For the elections in spring 2009, the spending cap had been raised dramatically. We support the reversal for the upcoming election cycle. The higher spending cap privileges students whose parents have money. With limited employment history, candidates aren't likely to have the financial resources of their own. It thus becomes a contest of family wealth. Moreover, the signs and buttons that proliferate are an example of wasteful spending. The money would be better put toward productive outlets, such as sponsoring projects.

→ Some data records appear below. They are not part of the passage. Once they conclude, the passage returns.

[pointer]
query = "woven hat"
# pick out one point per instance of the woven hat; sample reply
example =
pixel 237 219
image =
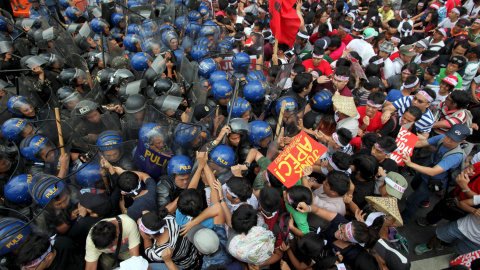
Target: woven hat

Creating a single ticket on which both president and vice presidential candidates will run is unnecessary. Candidates can already campaign together, as we witnessed last year. Although the United States presidential race features such a ticket, Miami University is a different environment. ASG elections are not characterized by political parties, and so a single ticket is not a requirement. While we recognize the validity of the goal of unifying ASG, we feel confident that any two candidates could find a way to work together effectively. We don't need two people who think the same way. Moreover, this board believes encouraging a diversity of opinions, one that requires compromise, will benefit, not hinder, the university. A cohesive team should not come at the expense of other voices. Creating this single ticket and requiring candidates to pair off is likely to further polarize the school, aggravating an ASG that occasionally comes off as exclusive and disengaged with the student body.
The first two rule changes are prudent, but this last one isn't likely to improve ASG. As the voice of the student body, ASG should strive to be inclusive. Making candidates
run together is likely to divide candidates along party-like lines and discourage single candidates from participating. This rule deserves re-consideration.